At the risk of further inflaming Denis McGrath, and perhaps further proving his point (see "EDIT" at the bottom of that post), this 94-item list of unanswered Battlestar Galactica questions might be part of the reason that "fanboys" have a problem with shows that purport to have continuing storylines. (Heroes is another one that's run into continuity problems, and has seen similarly negative reaction.) Moore came up with a realistic "re-imagining" of the original series that held a lot of promise, but over four (or is that six?) seasons the show has set up so many threads—ropes, even—that have been left hanging that it's hard to see how that promise can be kept.
I enjoyed the first season of Galactica, but as it's worn on the questions that seemed so intriguing to start with have been replaced with more of a feeling of "what nonsense are they going to come up with this week?" That feeling definitely contributed to my comment a few days ago that "Weird is good, but generally best in moderation." Would The Prisoner be as highly regarded now if it had run for three seasons instead of one, and we found out that Number Six's memory had actually been removed by the aliens that sent him from space so he could objectively evaluate the effectiveness of the mind-control virus they'd distributed in the 14th century that, through an unforeseen side-effect, was the real cause of the Black Death, and that the ever-changing Number Two was an insane Catholic priest who had developed shape-changing abilities after sneaking aboard the aliens' spaceship during the initial landing 600 years ago and was just biding his time until he could take revenge on Six's father (the commander of the mission) for messing up his plot to overthrow the Pope?
Actually, you know, I might watch that....
2 comments:
My favourite part of the list, from item 83:
"Note: Kara 'dies' and disappears into a storm, reappears in the Ionian Nebula two months later claiming to have been to Earth, goes crazy on Galactica, is given the Demetrius to find her road back, finds Leoben in a Heavy Raider, who convinces her to find a damaged Basestar so that Kara can talk to its hybrid.
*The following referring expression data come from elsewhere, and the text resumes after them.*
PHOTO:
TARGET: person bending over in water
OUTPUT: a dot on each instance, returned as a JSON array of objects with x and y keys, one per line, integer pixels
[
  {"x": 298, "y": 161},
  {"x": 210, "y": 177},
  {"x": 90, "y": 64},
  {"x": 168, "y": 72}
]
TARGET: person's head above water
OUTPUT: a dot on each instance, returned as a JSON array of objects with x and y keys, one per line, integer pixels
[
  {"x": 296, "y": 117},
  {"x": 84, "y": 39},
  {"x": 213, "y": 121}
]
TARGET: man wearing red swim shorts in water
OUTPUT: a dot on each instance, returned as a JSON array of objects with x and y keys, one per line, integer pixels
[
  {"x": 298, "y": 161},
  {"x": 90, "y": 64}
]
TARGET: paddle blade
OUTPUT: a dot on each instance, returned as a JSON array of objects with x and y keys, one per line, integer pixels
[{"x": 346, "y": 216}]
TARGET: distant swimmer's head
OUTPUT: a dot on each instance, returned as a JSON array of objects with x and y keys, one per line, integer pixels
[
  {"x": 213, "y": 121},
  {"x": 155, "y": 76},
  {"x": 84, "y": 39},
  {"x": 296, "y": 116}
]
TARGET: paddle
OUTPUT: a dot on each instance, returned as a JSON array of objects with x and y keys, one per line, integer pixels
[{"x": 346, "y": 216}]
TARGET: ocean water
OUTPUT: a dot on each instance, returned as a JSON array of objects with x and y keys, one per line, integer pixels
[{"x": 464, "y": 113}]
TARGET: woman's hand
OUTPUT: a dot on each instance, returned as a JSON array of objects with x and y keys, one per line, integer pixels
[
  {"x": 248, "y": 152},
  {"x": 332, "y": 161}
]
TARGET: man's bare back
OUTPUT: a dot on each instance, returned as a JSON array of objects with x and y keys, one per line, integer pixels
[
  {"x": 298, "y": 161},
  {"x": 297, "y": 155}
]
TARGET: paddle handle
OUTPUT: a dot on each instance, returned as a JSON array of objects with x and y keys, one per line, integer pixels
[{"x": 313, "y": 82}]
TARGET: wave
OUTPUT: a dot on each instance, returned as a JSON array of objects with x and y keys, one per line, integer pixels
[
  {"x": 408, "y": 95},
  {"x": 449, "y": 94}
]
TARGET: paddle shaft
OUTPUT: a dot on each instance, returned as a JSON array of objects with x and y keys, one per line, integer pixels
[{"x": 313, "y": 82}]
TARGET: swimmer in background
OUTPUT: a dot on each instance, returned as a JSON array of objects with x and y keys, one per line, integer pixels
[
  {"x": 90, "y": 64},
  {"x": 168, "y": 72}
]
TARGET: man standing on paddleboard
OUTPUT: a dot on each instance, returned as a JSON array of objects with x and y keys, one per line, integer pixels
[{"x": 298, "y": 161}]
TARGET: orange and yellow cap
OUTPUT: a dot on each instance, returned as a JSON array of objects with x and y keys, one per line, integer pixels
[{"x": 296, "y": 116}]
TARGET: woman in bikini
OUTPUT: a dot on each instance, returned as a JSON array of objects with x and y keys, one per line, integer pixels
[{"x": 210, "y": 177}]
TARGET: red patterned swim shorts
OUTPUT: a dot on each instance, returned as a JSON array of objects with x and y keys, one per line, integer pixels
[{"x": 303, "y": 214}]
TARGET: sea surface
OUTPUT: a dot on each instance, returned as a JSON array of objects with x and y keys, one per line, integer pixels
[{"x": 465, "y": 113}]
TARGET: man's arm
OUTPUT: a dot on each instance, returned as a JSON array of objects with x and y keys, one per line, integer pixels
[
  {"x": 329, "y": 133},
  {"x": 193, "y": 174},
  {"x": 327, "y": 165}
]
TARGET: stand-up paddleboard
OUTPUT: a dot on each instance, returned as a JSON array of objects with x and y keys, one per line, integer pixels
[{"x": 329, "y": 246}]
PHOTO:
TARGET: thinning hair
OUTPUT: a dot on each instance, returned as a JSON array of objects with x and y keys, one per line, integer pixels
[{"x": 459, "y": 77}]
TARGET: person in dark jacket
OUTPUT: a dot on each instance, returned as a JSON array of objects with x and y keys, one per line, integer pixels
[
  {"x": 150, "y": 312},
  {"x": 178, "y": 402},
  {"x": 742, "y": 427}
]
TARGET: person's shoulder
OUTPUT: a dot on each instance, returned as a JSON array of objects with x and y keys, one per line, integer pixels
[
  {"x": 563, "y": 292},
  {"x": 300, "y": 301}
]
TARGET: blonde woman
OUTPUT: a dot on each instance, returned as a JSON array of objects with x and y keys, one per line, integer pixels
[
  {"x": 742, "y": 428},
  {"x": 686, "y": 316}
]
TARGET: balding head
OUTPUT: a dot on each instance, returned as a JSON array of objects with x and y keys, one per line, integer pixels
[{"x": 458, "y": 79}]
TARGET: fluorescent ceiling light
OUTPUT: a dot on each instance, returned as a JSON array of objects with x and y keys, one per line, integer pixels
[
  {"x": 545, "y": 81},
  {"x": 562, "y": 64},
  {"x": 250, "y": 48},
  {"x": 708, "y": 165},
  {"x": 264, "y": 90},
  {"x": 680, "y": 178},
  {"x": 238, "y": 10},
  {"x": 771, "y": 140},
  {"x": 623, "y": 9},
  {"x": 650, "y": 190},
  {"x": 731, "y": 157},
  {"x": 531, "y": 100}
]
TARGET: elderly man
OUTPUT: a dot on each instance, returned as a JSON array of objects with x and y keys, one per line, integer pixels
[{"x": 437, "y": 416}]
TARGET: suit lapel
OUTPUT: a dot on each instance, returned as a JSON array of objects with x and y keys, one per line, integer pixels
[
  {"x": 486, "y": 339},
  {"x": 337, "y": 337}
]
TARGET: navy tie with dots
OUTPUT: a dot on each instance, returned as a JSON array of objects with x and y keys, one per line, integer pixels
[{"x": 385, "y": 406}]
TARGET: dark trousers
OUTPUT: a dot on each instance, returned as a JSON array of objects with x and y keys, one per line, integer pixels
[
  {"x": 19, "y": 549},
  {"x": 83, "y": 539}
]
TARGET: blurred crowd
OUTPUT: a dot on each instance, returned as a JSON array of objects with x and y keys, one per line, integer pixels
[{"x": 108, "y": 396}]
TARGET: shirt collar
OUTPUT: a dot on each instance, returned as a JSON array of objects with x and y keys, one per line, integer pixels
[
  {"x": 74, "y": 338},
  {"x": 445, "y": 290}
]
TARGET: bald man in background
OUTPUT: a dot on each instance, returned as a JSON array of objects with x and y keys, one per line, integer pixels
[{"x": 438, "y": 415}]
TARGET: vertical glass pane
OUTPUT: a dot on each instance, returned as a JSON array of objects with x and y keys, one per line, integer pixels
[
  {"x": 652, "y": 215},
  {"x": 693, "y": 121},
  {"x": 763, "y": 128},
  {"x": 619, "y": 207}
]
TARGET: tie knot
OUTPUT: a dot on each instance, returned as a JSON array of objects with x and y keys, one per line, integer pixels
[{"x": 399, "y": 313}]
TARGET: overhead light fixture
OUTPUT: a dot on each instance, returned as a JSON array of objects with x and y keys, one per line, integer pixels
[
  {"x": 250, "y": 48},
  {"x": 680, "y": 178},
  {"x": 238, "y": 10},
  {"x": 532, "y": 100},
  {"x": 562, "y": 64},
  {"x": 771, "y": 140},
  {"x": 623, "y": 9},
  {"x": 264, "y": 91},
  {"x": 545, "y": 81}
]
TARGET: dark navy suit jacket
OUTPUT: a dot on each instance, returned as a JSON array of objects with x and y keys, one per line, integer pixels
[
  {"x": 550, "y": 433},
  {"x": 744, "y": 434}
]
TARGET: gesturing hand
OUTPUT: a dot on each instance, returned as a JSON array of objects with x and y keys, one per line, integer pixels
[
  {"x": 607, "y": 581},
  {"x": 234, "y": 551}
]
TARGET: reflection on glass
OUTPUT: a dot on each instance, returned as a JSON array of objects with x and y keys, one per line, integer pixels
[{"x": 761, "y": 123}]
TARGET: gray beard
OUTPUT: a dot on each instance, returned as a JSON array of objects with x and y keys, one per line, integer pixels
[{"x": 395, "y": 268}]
The hybrid intimates to her to unbox D’Anna, who has seen the faces of the Final Five on the Algae planet in the hope that Final Five will reveal themselves and the route to Earth. Three of them do this unwittingly by means of mysterious music that leads them to Kara’s Viper, which now mysteriously is receiving an emergency locator signal that the Colonials can trace back to Earth."
So obviously, Kara's real talent is being able to float on heavy gusts of plot.
I started typing up a comment to this excellent post and then realized it was way too long to live its life as a comment! And so I put it here instead.